# Question Video: Simplifying Imaginary Numbers with Powers Mathematics

Given that 𝑛 is an integer, simplify 𝑖^(16𝑛 − 35).

02:14

### Video Transcript

Given that 𝑛 is an integer, simplify 𝑖 to the power of 16𝑛 minus 35.

Remember the cycle that helps us remember the identities for various powers of 𝑖 is as shown. So we can do one of two things. Our first method is to use the laws of exponents to essentially unsimplify our expression a little. We know that 𝑥 to the power of 𝑎 times 𝑥 to the power of 𝑏 is the same as 𝑥 to the power of 𝑎 plus 𝑏. So we can reverse this and say that 𝑖 to the power of 16𝑛 minus 35 is equal to 𝑖 to the power of 16𝑛 times 𝑖 to the power of negative 35.
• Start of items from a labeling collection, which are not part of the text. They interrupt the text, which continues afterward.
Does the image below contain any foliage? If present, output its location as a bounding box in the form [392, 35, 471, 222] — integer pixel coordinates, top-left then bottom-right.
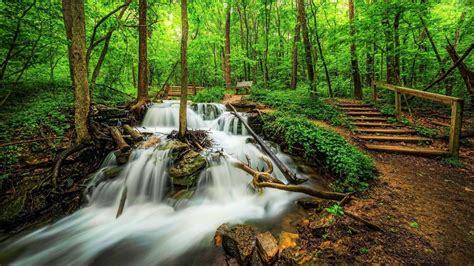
[250, 87, 350, 127]
[191, 87, 225, 103]
[263, 112, 375, 191]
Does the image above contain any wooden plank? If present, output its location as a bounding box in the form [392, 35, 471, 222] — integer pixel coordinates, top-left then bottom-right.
[365, 144, 449, 156]
[448, 100, 464, 157]
[356, 128, 416, 134]
[357, 135, 433, 143]
[377, 81, 460, 104]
𝑖 to the power of 16𝑛 can actually be further written as 𝑖 to the power of four to the power of four 𝑛. This corresponds to the part of our cycle 𝑖 to the power of four 𝑛. So we can see that 𝑖 to the power of 16𝑛 can be written as one. And what about 𝑖 to the power of negative 35? This one is a little more complicated. We’re going to write negative 35 in the form four 𝑎 plus 𝑏, where 𝑏 can take the values zero, one, two, or three to correspond with the values in our cycle. It’s the same as four times negative nine plus one.

Remember four times negative nine is negative 36 and adding one gets us negative 35. And we chose negative nine instead of negative eight as we needed 𝑏 to be zero, one, two, or three. And we certainly don’t want it to be a negative value. So 𝑖 to the power of negative 35 will have the same result as 𝑖 to the power of four 𝑛 plus one in our cycle; that’s 𝑖. So 𝑖 to the power of 16𝑛 minus 35 is one multiplied by 𝑖 which is 𝑖.
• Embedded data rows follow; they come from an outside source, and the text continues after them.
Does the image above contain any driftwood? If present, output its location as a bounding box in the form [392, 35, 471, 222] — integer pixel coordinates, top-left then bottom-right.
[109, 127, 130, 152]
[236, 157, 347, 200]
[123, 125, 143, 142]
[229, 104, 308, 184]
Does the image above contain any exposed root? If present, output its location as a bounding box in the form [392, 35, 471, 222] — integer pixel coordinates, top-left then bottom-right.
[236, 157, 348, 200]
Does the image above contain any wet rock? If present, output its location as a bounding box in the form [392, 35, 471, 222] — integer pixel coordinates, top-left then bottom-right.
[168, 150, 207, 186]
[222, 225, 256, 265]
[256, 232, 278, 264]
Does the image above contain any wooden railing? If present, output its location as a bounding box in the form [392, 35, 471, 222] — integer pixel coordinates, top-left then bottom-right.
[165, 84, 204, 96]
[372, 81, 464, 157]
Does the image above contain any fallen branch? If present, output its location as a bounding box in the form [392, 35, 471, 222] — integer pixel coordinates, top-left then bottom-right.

Let’s have a look at the alternative method. Here we would have jumped straight into writing the power — that’s 16 𝑛 minus 35 — in the form four 𝑎 plus 𝑏, where 𝑏 again is zero, one, two, or three. We can write 16𝑛 as four times four 𝑛 and negative 35 as four times negative nine plus one. We can factor this expression and we see that 16 𝑛 minus 35 is the same as four multiplied by four 𝑛 minus nine plus one. So we can see that once again 𝑖 to the power of 16𝑛 minus 35 will have the same result as 𝑖 to the power of four 𝑛 plus one in our cycle; that’s 𝑖.